Encyclopedia of Big Data author: Laurie A. Schintler
Laurie A. Schintler is Associate Professor in the School of Policy, Government, and International Affairs at George Mason University. Dr. Schintler received his PhD in Urban and Regional Planning from the University of Illinois at Champaign-Urbana and is a well-known computational sociologist and expert in big data, network analysis, geoanalysis, science and technology, health and medicine. , transport and regional science. . Dr. Schintler has over 70 peer-reviewed articles, book chapters and technical reports, as well as a co-edited book titled New Advances in Transportation and Telecommunications Modeling: Cross-Atlantic Perspectives (2005) and numerous blog posts. , guest presentations and media appearances. She is also the holder of the patent "System and method of analysis of the structure of logical networks" (USPTO: 20100306372, July 2010; S. Gorman, R. Kulkarni, L. Schintler and R. Stough). Dr. Schintler has been a Principal Investigator or Co-Principal Investigator on a number of grants from various sponsors, including the United States Department of Transportation, the National Institutes of Health, the Department of Homeland Security, and the National Park Service.

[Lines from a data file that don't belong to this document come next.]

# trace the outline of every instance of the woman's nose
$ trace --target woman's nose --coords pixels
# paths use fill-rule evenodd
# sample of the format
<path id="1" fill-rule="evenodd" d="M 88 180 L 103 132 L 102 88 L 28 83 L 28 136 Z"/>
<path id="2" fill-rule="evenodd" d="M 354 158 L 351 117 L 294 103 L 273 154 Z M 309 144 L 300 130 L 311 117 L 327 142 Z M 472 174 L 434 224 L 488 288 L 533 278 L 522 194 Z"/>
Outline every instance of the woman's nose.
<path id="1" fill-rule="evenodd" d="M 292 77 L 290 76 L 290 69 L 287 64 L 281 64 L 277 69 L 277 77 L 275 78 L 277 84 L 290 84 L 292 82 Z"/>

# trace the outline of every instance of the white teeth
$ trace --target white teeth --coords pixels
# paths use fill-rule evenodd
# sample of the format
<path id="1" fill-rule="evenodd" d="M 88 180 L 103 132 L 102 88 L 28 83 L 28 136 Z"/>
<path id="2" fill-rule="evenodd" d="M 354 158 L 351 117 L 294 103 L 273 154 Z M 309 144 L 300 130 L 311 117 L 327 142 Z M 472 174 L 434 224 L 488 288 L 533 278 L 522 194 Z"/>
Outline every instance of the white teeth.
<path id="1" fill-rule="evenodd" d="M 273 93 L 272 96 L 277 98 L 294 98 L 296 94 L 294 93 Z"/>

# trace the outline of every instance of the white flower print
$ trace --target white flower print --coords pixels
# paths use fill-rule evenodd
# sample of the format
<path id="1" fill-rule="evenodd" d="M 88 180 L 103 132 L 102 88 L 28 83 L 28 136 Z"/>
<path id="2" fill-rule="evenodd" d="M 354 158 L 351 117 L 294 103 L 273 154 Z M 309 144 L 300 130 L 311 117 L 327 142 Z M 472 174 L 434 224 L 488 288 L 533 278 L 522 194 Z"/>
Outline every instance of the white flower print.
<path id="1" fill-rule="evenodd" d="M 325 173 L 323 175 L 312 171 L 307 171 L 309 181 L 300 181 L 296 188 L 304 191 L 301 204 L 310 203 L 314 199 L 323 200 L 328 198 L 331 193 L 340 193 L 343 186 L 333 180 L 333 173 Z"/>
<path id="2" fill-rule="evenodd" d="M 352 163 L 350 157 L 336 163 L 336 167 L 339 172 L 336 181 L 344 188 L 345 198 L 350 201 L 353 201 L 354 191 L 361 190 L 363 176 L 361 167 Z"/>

She is currently Associate Director of the Center for Study of International Medical Practices and Policies and Director of the Masters Program in Transportation, Policy, Operations and Logistics at George Mason University. She teaches advanced analytical methods and big data. Laurie Schintler is also a co-founder of Fortiusone (Geoiq), a geospatial intelligence company (acquired by ESRI, Inc.).
Encyclopedia of Big Data author: Connie L. McNeely
Connie L. McNeely received her doctorate. from Stanford University in Sociology and is currently a Professor in the School of Policy, Government, and International Affairs at George Mason University, where she is also Co-Director of the Center for Science and Technology Policy. Dr. McNeely's teaching and research covers various aspects of science, technology and innovation, organizational behavior, globalization, public order, law and governance, theory social and cultural. She is also a principal investigator on major research projects examining national and international scientific networks and the policy implications for diversity in science and technology, and has been recognized for her work focused on complex data analysis, systems mapping and model building. His most recent work has included research in big data and data science, education, culture and innovation, and medical and health policy.
In addition to new and upcoming articles in major journals on the topic of Big Data and the organization of corresponding symposia, she has been a guest speaker and participant in various workshops and conferences on this topic and has prepared reports for public and private institutions on computer scientists and exascale computing activities. She also heads a research group on global innovation in science and technology. Dr. McNeely has published extensively and is active in several professional associations, acts as a reviewer and examiner in a variety of programs and institutions, and sits on several boards and advisory committees.